It’s not that the city isn’t bike-friendly, but most of the blocks are short and require frequent stops for traffic and pedestrians, or they have an incline rivaling some of the slopes that I ski in the winter.

2. San Francisco only has one season, and that season is autumn.

No wonder I fell in love with it immediately. Autumn is my favorite season, despite the fact that I have skipped over it for the last 3 years consecutively. Even in July the highs seem to be in the 60’s (Farenheit – regularly less than 20 Celsius). Everyone here dresses in sweaters and long pants in summer time (except for the guy down at the wharf who missed the memo). The cool and mildly humid air feels fantastic on the skin.

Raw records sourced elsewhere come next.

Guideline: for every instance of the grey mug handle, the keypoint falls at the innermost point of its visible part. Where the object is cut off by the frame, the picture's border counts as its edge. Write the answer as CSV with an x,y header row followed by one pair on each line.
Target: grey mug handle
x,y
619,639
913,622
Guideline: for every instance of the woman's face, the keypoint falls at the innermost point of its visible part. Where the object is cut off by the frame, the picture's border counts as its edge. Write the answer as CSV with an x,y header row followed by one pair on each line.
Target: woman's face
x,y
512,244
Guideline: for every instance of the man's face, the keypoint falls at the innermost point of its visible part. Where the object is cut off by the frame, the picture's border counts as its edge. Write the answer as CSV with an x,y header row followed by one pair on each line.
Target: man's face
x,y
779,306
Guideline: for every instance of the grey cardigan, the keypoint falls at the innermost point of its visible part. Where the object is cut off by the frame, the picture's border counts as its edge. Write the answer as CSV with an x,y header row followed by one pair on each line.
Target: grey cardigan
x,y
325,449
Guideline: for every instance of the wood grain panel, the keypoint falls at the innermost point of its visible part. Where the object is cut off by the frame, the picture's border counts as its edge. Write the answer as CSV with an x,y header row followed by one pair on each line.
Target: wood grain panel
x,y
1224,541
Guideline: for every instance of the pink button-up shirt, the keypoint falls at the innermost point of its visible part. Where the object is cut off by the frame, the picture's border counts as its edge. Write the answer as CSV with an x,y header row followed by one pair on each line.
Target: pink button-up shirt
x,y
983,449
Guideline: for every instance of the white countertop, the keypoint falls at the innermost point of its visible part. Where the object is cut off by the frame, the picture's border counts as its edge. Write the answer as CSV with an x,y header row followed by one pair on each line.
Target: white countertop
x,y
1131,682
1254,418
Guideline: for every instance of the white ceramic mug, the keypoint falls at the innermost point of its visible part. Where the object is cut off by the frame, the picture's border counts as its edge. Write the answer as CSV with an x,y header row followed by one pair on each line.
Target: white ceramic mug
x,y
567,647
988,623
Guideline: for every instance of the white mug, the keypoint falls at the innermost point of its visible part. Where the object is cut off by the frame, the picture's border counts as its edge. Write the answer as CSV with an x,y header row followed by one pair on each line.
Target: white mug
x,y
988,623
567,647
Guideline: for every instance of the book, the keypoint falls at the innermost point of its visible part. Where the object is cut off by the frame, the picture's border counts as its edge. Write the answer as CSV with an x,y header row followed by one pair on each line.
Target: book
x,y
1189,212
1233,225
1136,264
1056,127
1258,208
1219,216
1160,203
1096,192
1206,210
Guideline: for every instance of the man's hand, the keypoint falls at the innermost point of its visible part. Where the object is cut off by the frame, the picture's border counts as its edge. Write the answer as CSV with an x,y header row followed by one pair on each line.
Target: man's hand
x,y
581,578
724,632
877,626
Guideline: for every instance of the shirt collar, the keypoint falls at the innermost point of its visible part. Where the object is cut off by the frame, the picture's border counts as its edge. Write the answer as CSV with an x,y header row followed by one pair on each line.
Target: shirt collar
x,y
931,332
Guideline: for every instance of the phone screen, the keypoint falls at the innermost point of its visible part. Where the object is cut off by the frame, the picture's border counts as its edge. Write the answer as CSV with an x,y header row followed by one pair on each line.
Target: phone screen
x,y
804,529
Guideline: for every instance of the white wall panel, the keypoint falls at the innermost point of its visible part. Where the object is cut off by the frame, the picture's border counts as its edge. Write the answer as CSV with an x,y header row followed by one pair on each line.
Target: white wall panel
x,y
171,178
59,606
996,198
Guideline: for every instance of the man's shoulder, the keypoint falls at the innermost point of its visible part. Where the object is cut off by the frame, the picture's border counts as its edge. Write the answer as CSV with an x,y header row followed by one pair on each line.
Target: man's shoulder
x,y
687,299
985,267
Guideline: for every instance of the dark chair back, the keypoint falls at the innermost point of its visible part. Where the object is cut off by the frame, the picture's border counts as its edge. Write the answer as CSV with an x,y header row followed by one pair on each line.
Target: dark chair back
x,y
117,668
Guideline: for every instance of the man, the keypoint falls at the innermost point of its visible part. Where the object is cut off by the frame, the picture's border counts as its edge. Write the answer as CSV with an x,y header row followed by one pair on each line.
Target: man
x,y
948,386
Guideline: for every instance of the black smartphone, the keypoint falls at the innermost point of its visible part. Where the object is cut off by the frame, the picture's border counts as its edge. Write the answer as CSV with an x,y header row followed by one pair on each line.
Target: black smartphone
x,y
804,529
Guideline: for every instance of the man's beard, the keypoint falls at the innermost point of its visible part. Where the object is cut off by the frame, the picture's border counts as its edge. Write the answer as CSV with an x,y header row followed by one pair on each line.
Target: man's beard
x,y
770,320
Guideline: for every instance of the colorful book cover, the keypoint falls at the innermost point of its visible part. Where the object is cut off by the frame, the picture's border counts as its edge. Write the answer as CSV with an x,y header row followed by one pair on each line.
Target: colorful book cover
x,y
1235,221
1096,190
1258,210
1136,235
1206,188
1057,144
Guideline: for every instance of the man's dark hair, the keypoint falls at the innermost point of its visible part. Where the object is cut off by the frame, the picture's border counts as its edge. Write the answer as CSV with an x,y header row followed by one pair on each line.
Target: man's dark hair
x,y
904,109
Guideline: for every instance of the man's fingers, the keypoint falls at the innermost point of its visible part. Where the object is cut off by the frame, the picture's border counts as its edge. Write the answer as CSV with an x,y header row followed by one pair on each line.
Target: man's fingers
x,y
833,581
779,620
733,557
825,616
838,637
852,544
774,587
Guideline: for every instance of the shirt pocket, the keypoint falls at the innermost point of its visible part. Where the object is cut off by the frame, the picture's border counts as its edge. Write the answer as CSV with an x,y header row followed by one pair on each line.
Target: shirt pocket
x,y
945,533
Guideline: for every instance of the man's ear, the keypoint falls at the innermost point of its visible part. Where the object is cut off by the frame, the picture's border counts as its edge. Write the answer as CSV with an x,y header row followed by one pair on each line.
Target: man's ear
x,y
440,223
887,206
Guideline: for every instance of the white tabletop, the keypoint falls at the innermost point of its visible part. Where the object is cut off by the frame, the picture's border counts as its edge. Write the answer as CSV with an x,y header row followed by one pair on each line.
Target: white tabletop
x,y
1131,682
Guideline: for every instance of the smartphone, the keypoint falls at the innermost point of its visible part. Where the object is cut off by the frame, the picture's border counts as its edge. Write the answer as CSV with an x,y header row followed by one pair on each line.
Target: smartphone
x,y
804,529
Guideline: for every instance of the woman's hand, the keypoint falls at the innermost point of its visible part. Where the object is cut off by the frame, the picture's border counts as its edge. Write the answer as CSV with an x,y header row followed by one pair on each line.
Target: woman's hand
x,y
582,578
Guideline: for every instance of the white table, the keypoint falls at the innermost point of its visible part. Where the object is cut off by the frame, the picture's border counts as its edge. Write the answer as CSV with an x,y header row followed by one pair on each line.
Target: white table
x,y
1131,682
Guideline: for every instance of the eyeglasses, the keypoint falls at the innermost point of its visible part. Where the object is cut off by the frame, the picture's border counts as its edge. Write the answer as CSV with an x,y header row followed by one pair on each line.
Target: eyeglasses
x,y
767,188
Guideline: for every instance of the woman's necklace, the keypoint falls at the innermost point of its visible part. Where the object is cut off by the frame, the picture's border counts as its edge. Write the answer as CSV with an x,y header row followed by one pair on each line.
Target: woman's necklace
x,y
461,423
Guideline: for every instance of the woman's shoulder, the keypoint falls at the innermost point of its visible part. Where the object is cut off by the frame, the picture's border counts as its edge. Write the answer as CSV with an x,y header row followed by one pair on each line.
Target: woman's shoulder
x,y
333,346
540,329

Pacific Coast Highway: The American Dream

Today I am spending the whole day driving the coast of California on Route 1, more popularly known as Pacific Coast Highway. I was able to live my own current dream of driving until the point I felt like stopping, then finding an inexpensive camp site and resting for the night. The state campsites along the coast are all booked out, especially since it’s the weekend, but I managed to find a county RV park in Oceano. The tent site was only $25 for the night.

I continued north after stopping for fuel this morning in the town of Grover Beach, just north of Pismo Dunes. The skies were extremely overcast all morning, and stayed cloudy through early afternoon as I drove north through the coastal towns. I finally managed to get myself a digital camera, though not the one I originally wanted, during a short stop in the suburbs of San Luis Obispo. A few exits up the highway I stopped in the downtown area and went for a short bike ride through the bike-friendly college town, both quaintly historical and trendy.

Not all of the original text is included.